In the field of art and technology, there is a great deal of technological inventions by artists. Most electronic art inventions are rooted in problem solving or material research for the renewal of their artistic oeuvre. Artists working with software and hardware often have the need for other types of software than the standard, ‘out of the box’ software that is manufactured for standard office use or business purposes. New genres in the arts bring along specific needs, like works that deal with interactive features. This leads to new applications or re- combinations of existing software.
Michael Century[95] refers to radical innovation as a similar phenomenon in the footsteps of Kuhn and Feyerabend. However, in contrast to Kuhn and Feyerabend, he refers more towards the artistic practice:
‘Radical innovations are discontinuous events, going beyond variational creativity. In the oft-told explanation, no combination of horse-driven coaches could have produced the railway; so, for many artists interested in working with information technologies, the aim is often to explore or invent new media forms, as the ‘unit’ of innovative work, as opposed to working within established techno-cultural genres.’ (M.Century)[96]
Century promotes the idea of artists as inventors of new software and hardware applications. This was one of his arguments to encourage artistic entrepreneurship during the Internet hype in the 1990s and the available resources for research and development. Century[97] refers to several artists who have migrated (part of) their practice to solve technical problems in the field of applied innovation. These electronic artists work on technology innovation in order to design tools for artistic purposes. This sketches the context where artistic inventions often start as a reaction to industrial or office-oriented applications that do not meet the desires and needs of artists. The problems these artistic inventors try to solve are often very pragmatic. Sara Diamond, former director of the Banff New Media Institute, a well-known interdisciplinary art and media centre in Canada, affirms this approach:
‘Artists often invent because they are hungry. Something they are making cannot or will not work. There is no one else around to solve the problem.’ (S. Diamond) [98]

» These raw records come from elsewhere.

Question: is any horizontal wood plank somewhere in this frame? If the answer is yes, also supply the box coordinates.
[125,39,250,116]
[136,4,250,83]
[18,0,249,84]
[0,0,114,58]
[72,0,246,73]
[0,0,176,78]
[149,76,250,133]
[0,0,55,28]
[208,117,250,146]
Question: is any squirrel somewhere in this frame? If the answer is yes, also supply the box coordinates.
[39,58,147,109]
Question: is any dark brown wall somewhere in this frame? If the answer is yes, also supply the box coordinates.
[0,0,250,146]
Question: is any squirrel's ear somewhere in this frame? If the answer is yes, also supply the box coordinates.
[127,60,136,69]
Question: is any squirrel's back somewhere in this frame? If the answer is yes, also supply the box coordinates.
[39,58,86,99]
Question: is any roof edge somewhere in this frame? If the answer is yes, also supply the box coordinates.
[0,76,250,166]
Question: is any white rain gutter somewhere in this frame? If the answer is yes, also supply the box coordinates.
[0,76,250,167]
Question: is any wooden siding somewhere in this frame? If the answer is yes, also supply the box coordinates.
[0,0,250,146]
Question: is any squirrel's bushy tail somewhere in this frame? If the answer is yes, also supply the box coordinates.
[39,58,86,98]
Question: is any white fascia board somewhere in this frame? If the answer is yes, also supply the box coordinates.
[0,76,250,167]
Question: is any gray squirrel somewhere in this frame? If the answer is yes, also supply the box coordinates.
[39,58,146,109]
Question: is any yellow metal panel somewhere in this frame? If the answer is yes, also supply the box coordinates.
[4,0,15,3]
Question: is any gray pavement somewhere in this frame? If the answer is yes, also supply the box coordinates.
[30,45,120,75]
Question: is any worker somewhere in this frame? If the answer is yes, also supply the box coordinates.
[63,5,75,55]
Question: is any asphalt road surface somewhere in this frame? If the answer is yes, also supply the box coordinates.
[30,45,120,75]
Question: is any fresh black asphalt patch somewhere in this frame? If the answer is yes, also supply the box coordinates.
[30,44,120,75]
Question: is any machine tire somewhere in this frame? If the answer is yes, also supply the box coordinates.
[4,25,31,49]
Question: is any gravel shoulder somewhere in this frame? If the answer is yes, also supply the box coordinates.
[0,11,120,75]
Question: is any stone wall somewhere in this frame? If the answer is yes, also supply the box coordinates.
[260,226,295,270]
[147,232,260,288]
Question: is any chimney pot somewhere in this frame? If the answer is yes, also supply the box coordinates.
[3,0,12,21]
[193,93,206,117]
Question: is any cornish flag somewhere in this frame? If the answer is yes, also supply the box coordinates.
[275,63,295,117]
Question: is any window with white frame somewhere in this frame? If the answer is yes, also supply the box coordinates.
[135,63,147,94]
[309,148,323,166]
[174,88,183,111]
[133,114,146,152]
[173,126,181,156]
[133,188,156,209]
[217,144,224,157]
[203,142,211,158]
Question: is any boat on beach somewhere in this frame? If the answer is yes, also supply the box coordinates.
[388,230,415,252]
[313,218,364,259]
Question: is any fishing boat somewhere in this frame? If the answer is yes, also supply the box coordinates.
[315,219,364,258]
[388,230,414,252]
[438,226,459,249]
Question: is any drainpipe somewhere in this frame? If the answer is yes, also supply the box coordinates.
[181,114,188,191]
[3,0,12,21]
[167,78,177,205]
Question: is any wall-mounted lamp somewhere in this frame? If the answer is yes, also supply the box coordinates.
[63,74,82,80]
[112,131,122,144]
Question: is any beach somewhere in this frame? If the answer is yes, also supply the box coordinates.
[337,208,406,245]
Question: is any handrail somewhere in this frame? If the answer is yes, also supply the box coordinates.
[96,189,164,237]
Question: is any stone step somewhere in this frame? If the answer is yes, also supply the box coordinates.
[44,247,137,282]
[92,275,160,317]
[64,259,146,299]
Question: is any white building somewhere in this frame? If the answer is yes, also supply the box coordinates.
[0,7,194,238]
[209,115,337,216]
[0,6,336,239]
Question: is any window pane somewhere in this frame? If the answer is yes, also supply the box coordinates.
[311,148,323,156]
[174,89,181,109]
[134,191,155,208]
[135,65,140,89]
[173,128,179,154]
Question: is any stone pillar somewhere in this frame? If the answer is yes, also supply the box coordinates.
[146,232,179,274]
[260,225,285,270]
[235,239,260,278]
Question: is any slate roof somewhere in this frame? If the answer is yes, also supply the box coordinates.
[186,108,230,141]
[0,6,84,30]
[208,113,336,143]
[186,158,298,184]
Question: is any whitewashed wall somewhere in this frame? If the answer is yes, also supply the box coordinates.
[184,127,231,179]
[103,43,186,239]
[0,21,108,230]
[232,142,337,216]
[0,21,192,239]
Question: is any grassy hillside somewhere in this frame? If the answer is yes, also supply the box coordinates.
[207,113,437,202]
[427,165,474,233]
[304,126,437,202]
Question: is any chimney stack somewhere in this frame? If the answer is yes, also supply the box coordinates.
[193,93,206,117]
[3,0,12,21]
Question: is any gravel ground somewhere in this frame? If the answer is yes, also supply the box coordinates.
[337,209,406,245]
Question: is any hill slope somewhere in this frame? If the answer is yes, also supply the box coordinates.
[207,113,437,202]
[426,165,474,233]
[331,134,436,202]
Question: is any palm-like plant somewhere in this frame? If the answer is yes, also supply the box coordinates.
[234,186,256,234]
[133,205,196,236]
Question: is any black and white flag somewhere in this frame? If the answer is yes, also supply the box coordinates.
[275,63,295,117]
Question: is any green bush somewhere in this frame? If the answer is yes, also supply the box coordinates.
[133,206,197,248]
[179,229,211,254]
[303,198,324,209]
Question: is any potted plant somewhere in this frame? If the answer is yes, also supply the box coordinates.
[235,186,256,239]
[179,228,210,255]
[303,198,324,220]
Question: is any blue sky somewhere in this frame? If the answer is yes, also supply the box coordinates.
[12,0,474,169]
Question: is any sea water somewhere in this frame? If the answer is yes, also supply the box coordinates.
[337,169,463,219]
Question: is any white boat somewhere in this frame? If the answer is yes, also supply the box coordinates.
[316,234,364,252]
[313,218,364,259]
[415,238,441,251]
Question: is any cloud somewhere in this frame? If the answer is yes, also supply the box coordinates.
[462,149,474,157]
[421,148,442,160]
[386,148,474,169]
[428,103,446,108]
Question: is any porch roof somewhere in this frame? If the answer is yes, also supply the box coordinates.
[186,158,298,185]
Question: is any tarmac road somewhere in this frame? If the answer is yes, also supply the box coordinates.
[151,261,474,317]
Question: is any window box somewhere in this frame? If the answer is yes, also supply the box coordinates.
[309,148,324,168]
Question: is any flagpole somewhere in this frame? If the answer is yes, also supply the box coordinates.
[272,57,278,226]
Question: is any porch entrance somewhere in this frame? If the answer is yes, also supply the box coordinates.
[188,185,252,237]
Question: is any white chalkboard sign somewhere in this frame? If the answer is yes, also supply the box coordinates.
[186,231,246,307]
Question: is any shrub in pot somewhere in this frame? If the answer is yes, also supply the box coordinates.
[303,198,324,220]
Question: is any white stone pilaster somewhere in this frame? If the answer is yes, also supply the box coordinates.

Diamond refers to two issues here; she positions artistic inventions in the problem solving context, and she briefly refers to the artistic motives for technical innovation as a reaction to the limitations of available hard- and software.
In artistic circles, a well-known example of this type of invention is the ‘Very Nervous System’[99] (VNS) (1986-90) by artist, engineer and inventor David Rokeby. VNS was a video camera-based motion tracking system to create interactive audiovisual spaces. In the 1990s Rokeby developed the ‘softVNS’[100], the widely used software version of the system. Diamond states in her essay ‘Holistic Bodies’ about the artist inventor David Rokeby;
‘Not only an artist, David Rokeby invents technologies that underlie his artworks and enable forms of experience that corporate digital media do not allow.’ (S.Diamond) [101]
This affirms that electronic art inventions can lead to new types of software approaches, hardware devices or concepts. Besides his inventive artworks, Rokeby also develops innovative tools for other artists and multimedia producers. His inventions are based on his own practice and come from the lack of certain tools he experienced, to express his artistic concepts. Rokeby has a talent for generalising the problems he solves in his own artworks so that these inventions turn out to be of interest to a larger community or set in motion other developments. Another example is ‘Tx-transform’.[102] In 1998 the Austrian artist, engineer, film director and technician Martin Reinhart patented this experimental film technique that transposes the time and space axes onto each other, a technique which was used by numerous video artists over the last years. Here the artists’ involvement in the field of creative technological development provides other insights and new ideas for functionality that could, as innovation, enter the artistic and technological field. Later in this research, other groups of artist-innovators are studied. For several artists in the C&CRS program (Candy and Edmonds) the limitations and awkwardness of pre-fabricated software works as an invitation to design their own software. Other artists in the same program refer to the role of artists as pushers of the medium’s limits.
‘Artists … may ask the kind of questions (software) specialists wouldn’t raise’ and ‘open up new lines of enquiry’.
(L. Candy, E. Edmonds)[103]
The growing number electronic artists-inventors is illustrated by the increasing number of patent holders among artists, among whom are Golan Levin (artist, inventor of ‘Dialtones: A Telesymphony’, and co-designer of ‘Processing’, an open source programming language and environment)[104], Graham Smith (robotics inventor and videoconference interface designer), Joachim Sauter (Method and Device for pictorial representation of space-related data)[105] and Netochka Nezvanova (‘NATO.0+55’+3d software, externals for Max)[106].